Stron: 1 2 3 4 5 6 7
Witam, jako że mam już 99% potrzebnych części i muszę już zacząć robić prace przygotowawcze zamierzam tutaj publikować dzienne postępy.
Poniżej zdjęcia zebranych przeze mnie kierunków do charta. Dziś będę wszystko rozbierał mył czyścił itd. Puki co nie mogę znaleźć tokarza który zrobi natnie mi gwinty (w rozsądnej cenie) na rurce z nierdzewki a moja narzynka nie daje rady Sad. Puki co wyczyszczę i pomaluję na srebrno oryginalne ośki i takie będę założone do czasu zrobienia nowych z nierdzewki. I zapomniałem dodać że odbudowuję dwa Charty Smile

Na ostatniej focie nowe nakrętki i podkładki (zwykłe i sprężynujące).

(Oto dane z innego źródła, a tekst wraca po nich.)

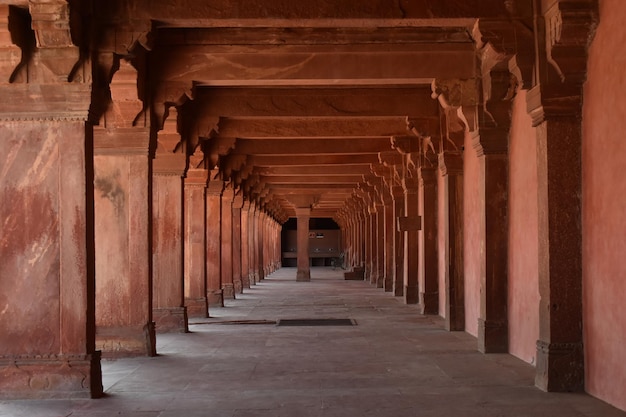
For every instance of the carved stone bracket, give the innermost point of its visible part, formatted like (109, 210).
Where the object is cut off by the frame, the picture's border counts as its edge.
(10, 54)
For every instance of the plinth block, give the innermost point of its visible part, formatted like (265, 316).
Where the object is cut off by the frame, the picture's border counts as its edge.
(228, 291)
(493, 336)
(303, 276)
(50, 376)
(197, 307)
(216, 298)
(411, 294)
(127, 341)
(560, 367)
(171, 320)
(429, 302)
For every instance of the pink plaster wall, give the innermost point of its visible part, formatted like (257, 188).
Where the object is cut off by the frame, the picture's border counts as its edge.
(604, 208)
(43, 239)
(474, 233)
(112, 212)
(523, 297)
(443, 240)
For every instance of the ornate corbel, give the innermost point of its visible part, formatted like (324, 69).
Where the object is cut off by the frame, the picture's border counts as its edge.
(10, 54)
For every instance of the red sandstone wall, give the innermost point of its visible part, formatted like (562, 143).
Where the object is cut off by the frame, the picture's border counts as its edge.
(474, 233)
(42, 264)
(523, 299)
(443, 239)
(604, 208)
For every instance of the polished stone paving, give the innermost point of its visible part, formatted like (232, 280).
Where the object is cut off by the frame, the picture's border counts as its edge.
(394, 362)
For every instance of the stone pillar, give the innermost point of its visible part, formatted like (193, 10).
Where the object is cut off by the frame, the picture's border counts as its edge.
(215, 292)
(245, 245)
(47, 325)
(389, 237)
(303, 215)
(452, 170)
(254, 243)
(168, 309)
(410, 224)
(398, 246)
(237, 244)
(226, 266)
(122, 204)
(560, 355)
(491, 146)
(429, 284)
(260, 245)
(195, 242)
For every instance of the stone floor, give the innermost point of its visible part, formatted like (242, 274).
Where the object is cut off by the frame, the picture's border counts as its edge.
(393, 363)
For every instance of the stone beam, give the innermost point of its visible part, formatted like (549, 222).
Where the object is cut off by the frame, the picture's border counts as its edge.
(321, 179)
(308, 147)
(318, 102)
(250, 65)
(315, 127)
(315, 170)
(298, 160)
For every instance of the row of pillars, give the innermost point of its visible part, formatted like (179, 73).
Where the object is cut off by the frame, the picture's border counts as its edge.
(169, 242)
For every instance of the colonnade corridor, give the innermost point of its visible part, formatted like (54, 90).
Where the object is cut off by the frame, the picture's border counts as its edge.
(393, 362)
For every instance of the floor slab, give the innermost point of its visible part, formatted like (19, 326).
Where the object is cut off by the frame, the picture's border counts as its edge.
(394, 362)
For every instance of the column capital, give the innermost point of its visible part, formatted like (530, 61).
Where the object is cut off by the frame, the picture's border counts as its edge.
(451, 163)
(121, 141)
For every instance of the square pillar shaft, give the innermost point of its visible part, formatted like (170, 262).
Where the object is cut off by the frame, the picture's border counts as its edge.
(169, 311)
(122, 203)
(47, 325)
(302, 235)
(195, 243)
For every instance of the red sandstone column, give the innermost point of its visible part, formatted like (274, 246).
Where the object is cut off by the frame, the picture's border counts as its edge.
(195, 242)
(245, 245)
(122, 204)
(398, 247)
(226, 258)
(560, 354)
(429, 286)
(47, 320)
(237, 244)
(303, 214)
(373, 260)
(215, 292)
(260, 242)
(492, 149)
(380, 243)
(411, 224)
(389, 237)
(170, 314)
(254, 243)
(452, 170)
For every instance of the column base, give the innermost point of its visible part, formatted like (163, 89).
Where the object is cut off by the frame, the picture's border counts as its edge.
(380, 281)
(50, 377)
(493, 336)
(429, 302)
(411, 294)
(171, 320)
(560, 367)
(303, 276)
(197, 307)
(228, 290)
(238, 286)
(127, 341)
(357, 274)
(216, 297)
(455, 319)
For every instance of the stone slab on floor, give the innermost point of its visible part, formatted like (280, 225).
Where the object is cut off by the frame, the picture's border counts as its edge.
(394, 362)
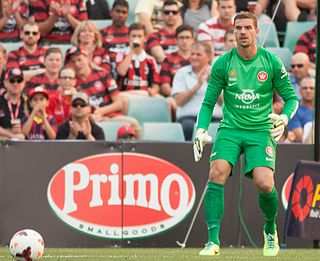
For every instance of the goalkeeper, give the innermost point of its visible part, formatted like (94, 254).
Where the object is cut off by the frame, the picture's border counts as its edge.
(247, 75)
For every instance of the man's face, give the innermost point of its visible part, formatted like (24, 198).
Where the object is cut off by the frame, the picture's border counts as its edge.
(299, 67)
(199, 58)
(119, 15)
(170, 15)
(307, 90)
(137, 36)
(80, 64)
(15, 85)
(53, 63)
(245, 33)
(30, 35)
(226, 9)
(185, 40)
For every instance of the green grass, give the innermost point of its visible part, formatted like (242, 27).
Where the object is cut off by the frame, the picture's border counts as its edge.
(175, 254)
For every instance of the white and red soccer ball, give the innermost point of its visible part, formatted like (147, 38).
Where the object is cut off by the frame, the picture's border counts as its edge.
(26, 245)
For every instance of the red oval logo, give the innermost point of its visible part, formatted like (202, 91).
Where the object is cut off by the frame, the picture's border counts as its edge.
(121, 195)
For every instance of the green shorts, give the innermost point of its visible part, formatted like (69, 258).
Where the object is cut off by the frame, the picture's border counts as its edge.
(258, 147)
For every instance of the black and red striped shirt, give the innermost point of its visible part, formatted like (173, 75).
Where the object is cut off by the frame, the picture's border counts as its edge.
(170, 65)
(307, 44)
(42, 79)
(62, 30)
(163, 38)
(24, 60)
(99, 86)
(10, 32)
(142, 73)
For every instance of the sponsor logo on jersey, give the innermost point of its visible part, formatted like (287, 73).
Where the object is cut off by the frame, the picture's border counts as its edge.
(262, 76)
(101, 197)
(269, 151)
(247, 96)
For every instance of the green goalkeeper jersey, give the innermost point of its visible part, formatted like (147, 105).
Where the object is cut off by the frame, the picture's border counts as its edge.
(248, 87)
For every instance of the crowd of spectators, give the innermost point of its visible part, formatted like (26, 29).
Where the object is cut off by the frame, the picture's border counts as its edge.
(166, 53)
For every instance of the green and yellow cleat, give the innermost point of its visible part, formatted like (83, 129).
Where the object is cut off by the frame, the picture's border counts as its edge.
(271, 244)
(210, 249)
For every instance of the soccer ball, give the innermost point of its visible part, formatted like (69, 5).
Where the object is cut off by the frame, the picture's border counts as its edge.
(26, 245)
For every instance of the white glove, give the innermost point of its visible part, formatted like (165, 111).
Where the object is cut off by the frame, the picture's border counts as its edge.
(202, 137)
(278, 125)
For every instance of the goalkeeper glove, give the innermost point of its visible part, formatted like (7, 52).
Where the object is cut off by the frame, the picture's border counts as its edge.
(202, 137)
(278, 125)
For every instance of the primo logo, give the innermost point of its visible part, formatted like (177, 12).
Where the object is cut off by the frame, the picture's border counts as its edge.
(247, 96)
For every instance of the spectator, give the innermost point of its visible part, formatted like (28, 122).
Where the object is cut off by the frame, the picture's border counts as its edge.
(13, 15)
(213, 30)
(306, 109)
(29, 58)
(189, 87)
(300, 68)
(98, 9)
(80, 126)
(115, 37)
(164, 41)
(307, 44)
(229, 40)
(39, 125)
(88, 37)
(49, 79)
(12, 106)
(125, 133)
(195, 12)
(148, 13)
(176, 60)
(3, 61)
(59, 103)
(66, 15)
(101, 88)
(136, 70)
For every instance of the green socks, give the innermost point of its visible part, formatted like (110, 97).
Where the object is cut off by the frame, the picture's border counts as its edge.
(269, 206)
(214, 208)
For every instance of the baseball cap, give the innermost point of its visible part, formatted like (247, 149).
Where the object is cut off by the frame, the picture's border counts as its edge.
(80, 96)
(14, 73)
(36, 90)
(75, 51)
(126, 131)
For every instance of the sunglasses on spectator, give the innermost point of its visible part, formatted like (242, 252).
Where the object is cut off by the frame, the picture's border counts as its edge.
(18, 80)
(79, 104)
(167, 12)
(28, 33)
(299, 65)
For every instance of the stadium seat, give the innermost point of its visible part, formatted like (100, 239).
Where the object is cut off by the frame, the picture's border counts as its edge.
(284, 54)
(149, 109)
(110, 129)
(212, 130)
(100, 24)
(293, 32)
(163, 131)
(271, 38)
(11, 46)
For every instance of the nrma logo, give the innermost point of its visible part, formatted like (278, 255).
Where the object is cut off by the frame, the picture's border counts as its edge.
(121, 195)
(247, 96)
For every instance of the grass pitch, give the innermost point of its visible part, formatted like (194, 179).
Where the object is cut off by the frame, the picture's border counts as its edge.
(175, 254)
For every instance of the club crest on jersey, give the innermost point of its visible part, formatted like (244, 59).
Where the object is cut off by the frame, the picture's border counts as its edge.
(98, 85)
(262, 76)
(269, 151)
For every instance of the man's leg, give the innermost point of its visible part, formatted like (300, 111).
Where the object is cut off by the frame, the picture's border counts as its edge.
(268, 202)
(214, 203)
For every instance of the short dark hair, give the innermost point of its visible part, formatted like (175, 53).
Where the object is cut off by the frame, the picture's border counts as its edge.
(170, 2)
(182, 28)
(120, 3)
(246, 15)
(137, 26)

http://www.aukcjoner.pl/gallery/019824100-.html#I1

A wieczorkiem wrzucę efekt końcowy Smile
Będziesz malował ośki na koła? Napisz mi tylko po co? I tak między kołem a lagą, bądź wahaczem musisz zakryć dystans, czyli ośkę zasłaniasz, a chyba nie chcesz powiedzieć, że zapaćkasz farbą gwint?

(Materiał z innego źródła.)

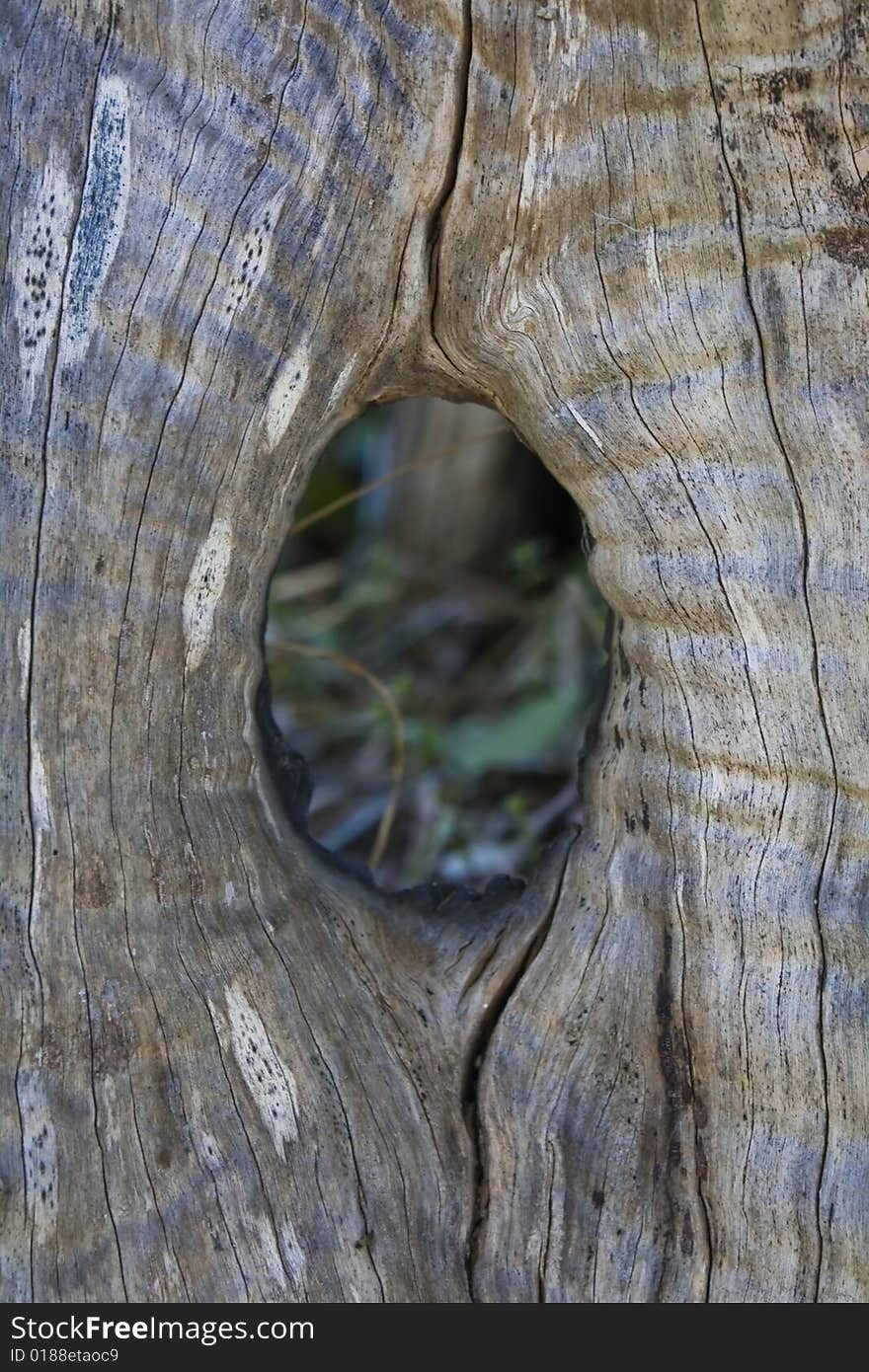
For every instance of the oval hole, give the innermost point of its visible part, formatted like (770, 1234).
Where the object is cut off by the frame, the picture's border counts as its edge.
(434, 649)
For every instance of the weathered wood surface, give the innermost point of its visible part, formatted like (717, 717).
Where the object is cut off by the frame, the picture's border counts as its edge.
(640, 231)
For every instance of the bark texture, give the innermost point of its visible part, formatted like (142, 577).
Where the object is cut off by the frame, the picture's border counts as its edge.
(640, 232)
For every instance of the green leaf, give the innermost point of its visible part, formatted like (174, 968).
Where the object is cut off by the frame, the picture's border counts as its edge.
(514, 738)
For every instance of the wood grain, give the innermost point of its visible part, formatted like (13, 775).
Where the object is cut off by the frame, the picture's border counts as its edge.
(229, 1070)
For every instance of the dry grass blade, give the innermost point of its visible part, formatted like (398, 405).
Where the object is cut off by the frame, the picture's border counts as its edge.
(351, 664)
(390, 477)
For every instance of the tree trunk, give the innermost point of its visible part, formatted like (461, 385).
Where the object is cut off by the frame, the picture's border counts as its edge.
(231, 1072)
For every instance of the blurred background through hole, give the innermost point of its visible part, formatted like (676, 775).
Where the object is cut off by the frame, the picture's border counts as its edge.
(434, 647)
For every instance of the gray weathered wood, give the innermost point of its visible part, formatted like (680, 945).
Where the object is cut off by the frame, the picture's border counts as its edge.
(637, 231)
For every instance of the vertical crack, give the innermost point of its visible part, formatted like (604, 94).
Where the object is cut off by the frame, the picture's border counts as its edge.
(478, 1050)
(450, 176)
(816, 675)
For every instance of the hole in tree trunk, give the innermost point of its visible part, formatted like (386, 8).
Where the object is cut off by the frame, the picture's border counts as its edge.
(434, 649)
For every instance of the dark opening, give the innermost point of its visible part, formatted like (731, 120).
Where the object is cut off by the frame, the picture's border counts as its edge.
(434, 648)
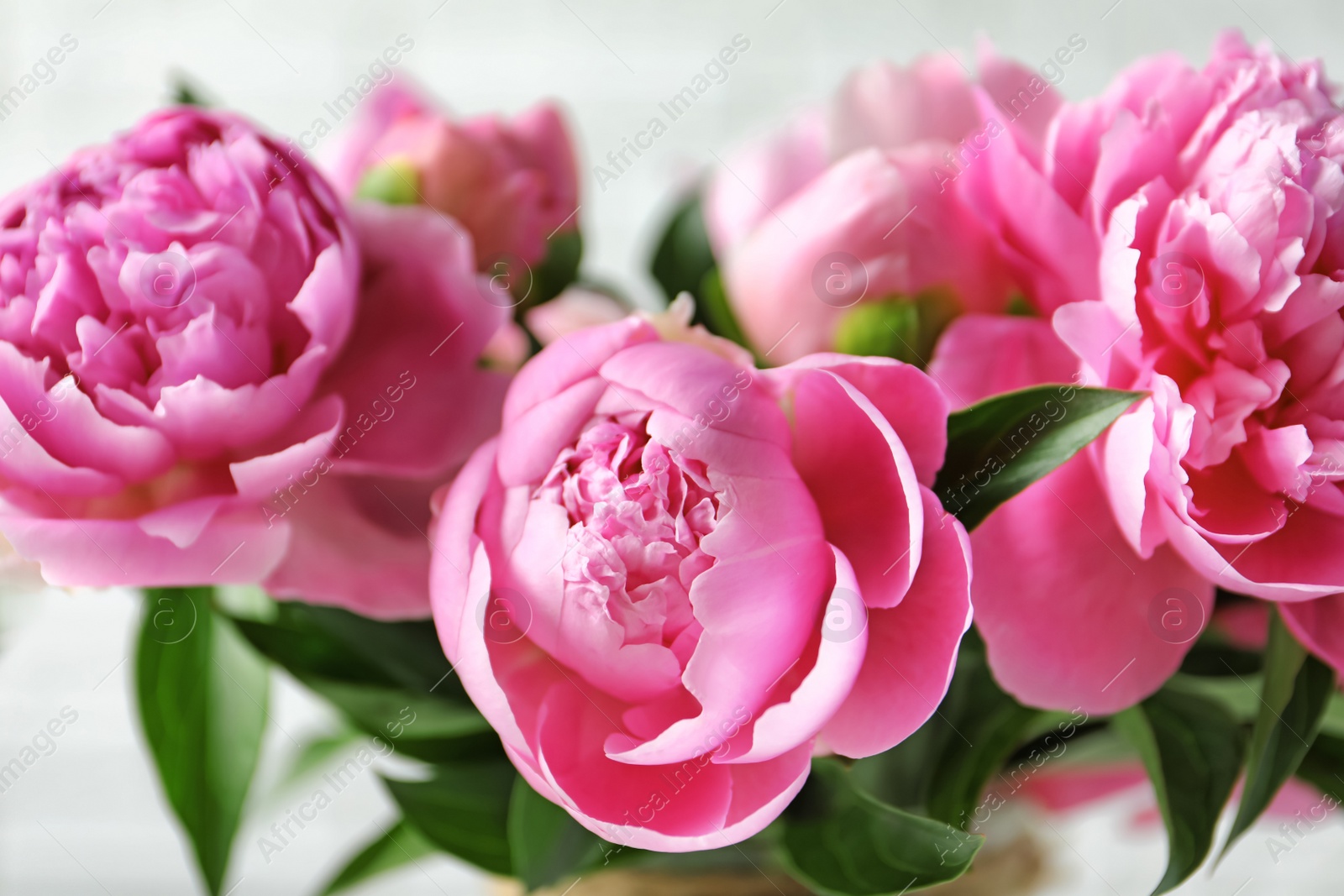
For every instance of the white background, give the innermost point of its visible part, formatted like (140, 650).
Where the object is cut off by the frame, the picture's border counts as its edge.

Jak chcesz, żeby to 'wyglądało' to szczotka druciana w łapę i lecisz.
Hahaha, pisałem o kierunkach. Więc wynika to z kontekstu że pisze o ośkach kierunków.
I powiedz mi kto robi ośki kół z rurki nie pręta?
Tak w ogóle wyszło jak zawsze jednego kierunku nie rozebrałem bo śrubki przerdzewiały tak więc je zalałem cudem na zardzewiałe śruby, jak nie puszczą jutro rozwiercę na wiertarce stołowej by klosza nie uszkodzićSmile







Pozostało już tylko w sumie wyczyścić kilka części i pomalować ramę boczki i bak. Malowanie rozpocznie się w przyszłym tygodniu prawdopodobnie wszystko będę malował proszkowo bo po pierwsze znalazłem kogoś kto robi dość tanio po drugie robi to dobrze a po trzecie nie mam gdzie aktualnie malować. Błotników nie maluję zostaną tak jak są jedynie zostaną doczyszczone ta jedna końcówka została do docięcia wyciąłem i uzupełniłem uszkodzony kawałek. Wiązki zostały uzupełnione przemierzone i aktualnie moczą się w benzynie ekstrakcyjnej. Silników nie ruszam bo chodzą i to dość dobrze więc ich remont pozostawiam na zimę Smile
A bym zapomniał do ocynku dam jeszcze kilka części i pozostała wymiana obręczy kół w jednym a chartów prócz tego muszę kupić uszczelnienia i olej do amorków. I tu od razu pytanko jaki olej kupić i jakie simeringi i ile na jedną lagę?
Jak coś znowu uda mi zrobić to wrzucę Smile

Za dużo "i" w przedostatnim zdaniu... Proszę wybaczyć Smile
Widzę, że z rozmachem się do tego zabierasz Wink Powodzenia przy pracach!
Te kierunkowskazy z pierwszego postu są Twoje? Naliczyłem 3,5 kompletu. Szukam takich.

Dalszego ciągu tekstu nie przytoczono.